Yes, the image of Miyamoto Musashi that is popular today, largely through the publications of early and mid-20th-century Japanese authors as well as a range of Western (non-academic) translators, is highly mythologized and exaggerated. The definitive study of the invention of Bushido and the incremental creation of the whole mythohistory of the samurai is Oleg Benesch, Inventing the Way of the Samurai: Nationalism, Internationalism, and Bushidō in Modern Japan (Oxford University Press, 2014), which is required reading for anyone interested in an evidence-based, scientifically researched, and verifiable account of how the idea of the samurai became so central to Japanese national identity.
By contrast, the available books about Miyamoto Musashi in English are universally by non-academic authors and are published because of the enormous demand for lively stories about the samurai that match the mythohistory.
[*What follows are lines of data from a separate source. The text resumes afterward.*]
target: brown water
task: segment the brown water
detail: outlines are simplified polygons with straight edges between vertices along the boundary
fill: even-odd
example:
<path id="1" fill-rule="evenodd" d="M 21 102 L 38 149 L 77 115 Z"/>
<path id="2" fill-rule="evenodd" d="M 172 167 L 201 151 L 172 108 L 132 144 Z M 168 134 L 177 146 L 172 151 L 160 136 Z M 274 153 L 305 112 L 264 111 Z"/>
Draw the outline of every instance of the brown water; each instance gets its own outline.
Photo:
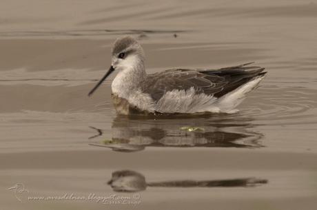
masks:
<path id="1" fill-rule="evenodd" d="M 0 8 L 0 209 L 316 209 L 317 2 L 32 0 Z M 140 37 L 149 73 L 256 61 L 268 74 L 236 114 L 118 117 L 113 75 L 87 94 L 123 34 Z M 107 182 L 122 170 L 170 185 L 114 191 Z M 28 191 L 8 189 L 17 183 Z M 85 200 L 28 200 L 65 194 Z"/>

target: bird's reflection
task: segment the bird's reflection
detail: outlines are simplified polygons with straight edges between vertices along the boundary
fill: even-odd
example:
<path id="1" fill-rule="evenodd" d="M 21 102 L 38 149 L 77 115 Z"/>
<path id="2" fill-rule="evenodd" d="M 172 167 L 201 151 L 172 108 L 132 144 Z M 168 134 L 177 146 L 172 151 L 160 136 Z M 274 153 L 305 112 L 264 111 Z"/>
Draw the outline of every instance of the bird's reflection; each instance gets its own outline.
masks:
<path id="1" fill-rule="evenodd" d="M 130 119 L 118 116 L 112 122 L 112 137 L 92 145 L 118 152 L 136 152 L 147 147 L 259 148 L 260 133 L 251 132 L 250 119 Z M 94 129 L 103 136 L 105 130 Z M 99 138 L 101 139 L 101 138 Z"/>
<path id="2" fill-rule="evenodd" d="M 134 192 L 145 190 L 147 187 L 256 187 L 267 183 L 267 180 L 243 178 L 224 180 L 176 180 L 147 183 L 141 173 L 132 170 L 116 171 L 108 184 L 115 191 Z"/>

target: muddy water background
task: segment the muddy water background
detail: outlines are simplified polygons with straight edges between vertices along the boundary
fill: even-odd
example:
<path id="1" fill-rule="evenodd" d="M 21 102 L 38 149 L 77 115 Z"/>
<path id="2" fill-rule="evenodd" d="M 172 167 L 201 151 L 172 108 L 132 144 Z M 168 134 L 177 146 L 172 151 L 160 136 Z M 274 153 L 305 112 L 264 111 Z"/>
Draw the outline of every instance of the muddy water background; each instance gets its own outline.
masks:
<path id="1" fill-rule="evenodd" d="M 106 184 L 113 172 L 123 169 L 154 182 L 268 181 L 254 187 L 147 187 L 134 208 L 316 208 L 317 2 L 0 3 L 1 209 L 131 208 L 28 200 L 65 193 L 130 196 L 133 194 L 115 193 Z M 236 114 L 116 117 L 110 100 L 114 75 L 92 97 L 87 93 L 110 65 L 112 42 L 123 34 L 141 36 L 149 73 L 256 61 L 269 73 Z M 89 139 L 98 135 L 90 126 L 101 129 L 102 135 Z M 183 126 L 203 130 L 189 132 L 180 129 Z M 117 147 L 132 145 L 134 152 L 89 145 L 111 139 Z M 8 190 L 17 183 L 29 191 L 18 195 L 22 202 Z"/>

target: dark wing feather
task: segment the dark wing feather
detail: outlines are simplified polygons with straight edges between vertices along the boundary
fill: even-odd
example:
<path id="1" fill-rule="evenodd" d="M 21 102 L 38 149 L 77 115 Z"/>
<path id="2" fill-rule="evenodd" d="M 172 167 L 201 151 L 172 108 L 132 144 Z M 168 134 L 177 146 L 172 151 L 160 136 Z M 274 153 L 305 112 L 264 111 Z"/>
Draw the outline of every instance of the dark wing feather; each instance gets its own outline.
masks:
<path id="1" fill-rule="evenodd" d="M 187 90 L 193 87 L 196 92 L 221 97 L 259 75 L 264 68 L 245 67 L 250 63 L 220 69 L 170 69 L 147 75 L 142 84 L 144 93 L 154 101 L 160 100 L 168 91 Z"/>

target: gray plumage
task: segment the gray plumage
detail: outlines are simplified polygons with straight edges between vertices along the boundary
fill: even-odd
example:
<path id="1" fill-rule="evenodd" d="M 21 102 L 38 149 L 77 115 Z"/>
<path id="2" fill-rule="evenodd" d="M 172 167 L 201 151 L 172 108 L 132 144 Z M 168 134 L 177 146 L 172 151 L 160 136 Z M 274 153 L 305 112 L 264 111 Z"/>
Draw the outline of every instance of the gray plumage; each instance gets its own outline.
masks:
<path id="1" fill-rule="evenodd" d="M 115 70 L 119 73 L 111 87 L 120 114 L 232 113 L 266 73 L 264 68 L 251 64 L 147 74 L 142 47 L 134 38 L 125 36 L 115 41 L 112 66 L 89 95 Z"/>
<path id="2" fill-rule="evenodd" d="M 142 91 L 159 100 L 166 92 L 187 90 L 194 87 L 197 94 L 205 93 L 220 97 L 247 83 L 252 78 L 265 75 L 264 68 L 249 67 L 252 64 L 219 69 L 194 70 L 175 69 L 147 75 Z"/>

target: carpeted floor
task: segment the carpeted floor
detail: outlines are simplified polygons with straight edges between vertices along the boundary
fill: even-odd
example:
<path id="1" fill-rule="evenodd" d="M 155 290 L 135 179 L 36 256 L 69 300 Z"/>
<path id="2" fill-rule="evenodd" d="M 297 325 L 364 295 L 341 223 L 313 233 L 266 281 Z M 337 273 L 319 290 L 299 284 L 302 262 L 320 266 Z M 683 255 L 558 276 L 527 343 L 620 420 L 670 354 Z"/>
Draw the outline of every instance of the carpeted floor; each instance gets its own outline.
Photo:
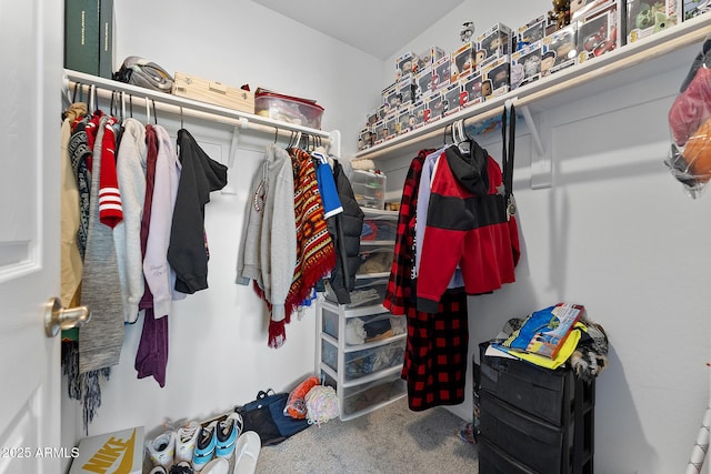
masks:
<path id="1" fill-rule="evenodd" d="M 407 399 L 368 415 L 310 426 L 264 446 L 258 474 L 475 473 L 477 445 L 457 435 L 465 421 L 445 409 L 412 412 Z"/>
The situation is not much better in Japan. The vast majority of publications about Musashi in Japanese are highly mythologized, printed in manga format for younger readers, or distributed for martial arts practitioners. If you look at the catalog of a major Japanese library like Waseda University under "Miyamoto Musashi," for example, most of the results (1650 items!) are non scholarly.
I do see a few exceptions, such as the prolific writer and professional historian Watanabe Daimon's book Miyamoto Musashi: nazo ōki shōgai o toku (2015) [translates to something like Solving the Mystery of His Many Lives]. The very fact that he has to title the book in this way warns his readers that the evidentiary base is thin, however. As the reliable historian Cameron "Cappy" Hurst notes in his book Armed martial arts of Japan: swordsmanship and archery (1998), "The basic facts of Musashi's life are disputed" (p. 51).
In short, Miyamoto Musashi does seem likely to have been a duelist who lived in the seventeenth century, and wrote the now iconic Gorin no sho [The book of five rings] around 1643.